Our study had some limitations. There remains a lack of information regarding the efficacy of the Category II regimen in different subpopulations, particularly among patients who have smear-negative or extra-pulmonary disease. Studies are also lacking from key regions such as South America and Eastern Europe. It should be noted that data evaluating the correlation between drug resistance patterns and outcomes on this regimen are insufficient.

Some obvious issues must be addressed if clinical outcomes on retreatment are to be improved. The need to identify drug resistance promptly to prevent inappropriate use of retreatment regimens is now widely recognised, and further expansion of molecular DST testing in this group is required to facilitate this strategy. However, the inability to diagnose INH-R in most clinical settings and the lack of evidence about how to treat INH-R are key priorities to address. If randomised trials can establish the best treatment for INH-R, there may be an argument to use regimens against INH-R empirically for all patients with recurrent TB in settings where DST is not available. Lastly, it may be that compared with patients with a first TB episode, there is a higher burden of other comorbidities, such as HIV and chronic lung disease, in this population, which also needs to be addressed if outcomes are to improve.

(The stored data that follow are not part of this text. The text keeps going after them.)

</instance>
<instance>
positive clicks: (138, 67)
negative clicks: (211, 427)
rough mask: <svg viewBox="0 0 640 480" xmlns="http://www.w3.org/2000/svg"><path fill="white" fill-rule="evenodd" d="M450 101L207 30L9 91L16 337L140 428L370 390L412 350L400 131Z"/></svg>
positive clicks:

People who receive the Category II retreatment regimen are a complex and heterogeneous group of patients. The regimen has no clinical trial evidence base and outcomes are poor across different regions and groups of patients. There are multiple possible explanations for these poor outcomes. The challenge of improving the management of recurrent TB will need to look beyond simply identifying those patients who have MDR-TB, and begin to incorporate appropriate approaches to the management of non-MDR-TB drug resistance, as well as address the spectrum of comorbidities from which patients on TB retreatment suffer.